New research examines how inflation is affecting consumers and retailers, and how they are both adapting their shopping habits and retail strategies in response

Inflation is on the march globally. While inflation declined sharply in the early stages of the pandemic amid a collapse in demand and oil prices, it picked up in mid-2020 and in July 2022, global inflation reached its highest level since the mid-1990s. While it has eased somewhat, the World Bank says the global inflation rate remains significantly above the pre-pandemic average.
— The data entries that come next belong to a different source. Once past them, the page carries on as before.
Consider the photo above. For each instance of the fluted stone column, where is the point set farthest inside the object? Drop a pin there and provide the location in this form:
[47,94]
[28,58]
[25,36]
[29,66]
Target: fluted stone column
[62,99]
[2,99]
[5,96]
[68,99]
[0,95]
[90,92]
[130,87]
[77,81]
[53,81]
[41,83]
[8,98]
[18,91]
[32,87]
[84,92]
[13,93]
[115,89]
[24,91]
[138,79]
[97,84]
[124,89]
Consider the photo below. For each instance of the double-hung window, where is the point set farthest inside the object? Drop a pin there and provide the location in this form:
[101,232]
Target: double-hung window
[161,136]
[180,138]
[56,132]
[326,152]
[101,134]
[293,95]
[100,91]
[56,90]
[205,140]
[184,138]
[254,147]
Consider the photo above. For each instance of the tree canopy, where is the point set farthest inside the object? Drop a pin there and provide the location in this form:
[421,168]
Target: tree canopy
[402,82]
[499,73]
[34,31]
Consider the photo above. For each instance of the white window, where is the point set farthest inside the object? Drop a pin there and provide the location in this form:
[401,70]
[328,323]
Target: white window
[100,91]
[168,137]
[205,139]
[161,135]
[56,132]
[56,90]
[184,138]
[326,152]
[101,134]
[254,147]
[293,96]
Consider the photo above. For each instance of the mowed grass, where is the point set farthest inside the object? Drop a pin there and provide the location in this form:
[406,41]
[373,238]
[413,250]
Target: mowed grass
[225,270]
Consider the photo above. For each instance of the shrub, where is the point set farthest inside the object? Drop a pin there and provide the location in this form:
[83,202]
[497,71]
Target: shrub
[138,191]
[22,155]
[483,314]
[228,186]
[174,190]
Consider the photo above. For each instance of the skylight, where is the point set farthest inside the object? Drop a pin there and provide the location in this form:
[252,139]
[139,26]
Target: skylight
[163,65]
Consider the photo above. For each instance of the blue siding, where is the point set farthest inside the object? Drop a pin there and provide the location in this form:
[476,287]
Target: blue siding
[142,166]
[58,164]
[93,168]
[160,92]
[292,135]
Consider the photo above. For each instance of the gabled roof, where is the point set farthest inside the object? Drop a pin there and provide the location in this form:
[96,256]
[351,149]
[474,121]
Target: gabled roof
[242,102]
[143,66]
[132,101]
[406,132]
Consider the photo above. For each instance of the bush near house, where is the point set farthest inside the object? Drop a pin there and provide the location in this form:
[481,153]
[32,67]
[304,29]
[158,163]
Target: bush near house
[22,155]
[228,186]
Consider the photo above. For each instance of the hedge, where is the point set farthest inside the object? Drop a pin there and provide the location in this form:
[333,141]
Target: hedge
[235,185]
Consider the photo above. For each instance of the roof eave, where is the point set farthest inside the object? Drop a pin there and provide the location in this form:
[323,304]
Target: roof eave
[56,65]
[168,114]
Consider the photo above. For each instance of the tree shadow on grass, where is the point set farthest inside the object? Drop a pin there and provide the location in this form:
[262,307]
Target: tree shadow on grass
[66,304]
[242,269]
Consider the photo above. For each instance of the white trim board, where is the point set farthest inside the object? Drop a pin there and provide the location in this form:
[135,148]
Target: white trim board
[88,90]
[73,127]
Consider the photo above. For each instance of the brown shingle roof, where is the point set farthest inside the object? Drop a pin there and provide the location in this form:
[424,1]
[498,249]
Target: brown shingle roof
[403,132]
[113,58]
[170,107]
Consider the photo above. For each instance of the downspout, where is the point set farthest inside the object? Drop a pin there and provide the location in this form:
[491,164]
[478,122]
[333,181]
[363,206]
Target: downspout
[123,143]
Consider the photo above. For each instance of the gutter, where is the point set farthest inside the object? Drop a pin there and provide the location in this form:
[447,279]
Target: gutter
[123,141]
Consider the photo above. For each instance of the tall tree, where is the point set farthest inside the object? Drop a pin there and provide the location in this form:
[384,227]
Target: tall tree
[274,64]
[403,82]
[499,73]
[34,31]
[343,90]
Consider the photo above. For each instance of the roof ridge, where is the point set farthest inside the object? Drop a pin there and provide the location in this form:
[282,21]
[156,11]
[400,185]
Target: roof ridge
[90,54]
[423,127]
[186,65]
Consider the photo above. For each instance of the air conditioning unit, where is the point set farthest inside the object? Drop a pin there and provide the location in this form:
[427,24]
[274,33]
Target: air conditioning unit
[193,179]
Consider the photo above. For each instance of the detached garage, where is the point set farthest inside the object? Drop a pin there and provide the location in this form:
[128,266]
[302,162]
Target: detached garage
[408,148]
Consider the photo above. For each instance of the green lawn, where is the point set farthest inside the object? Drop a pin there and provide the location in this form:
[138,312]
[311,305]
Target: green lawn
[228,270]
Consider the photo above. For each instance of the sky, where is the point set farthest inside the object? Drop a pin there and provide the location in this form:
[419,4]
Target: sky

The recent spike in inflation has affected many, according to Harald van Heerde, Research Professor in the School of Marketing at UNSW Business School. He observes that a “perfect storm” of underlying causes, including very low interest rates during the pandemic, government handouts, pent-up demand, supply-demand imbalances, and Russia’s invasion of Ukraine, all conspired to increase consumer price levels around the world steeply. While current inflation levels are not unprecedented (they were even higher in the 1970s and 1980s), the decades-long period of meagre inflation experienced in most countries means that current inflation rates continue to shock consumers, manufacturers and retailers.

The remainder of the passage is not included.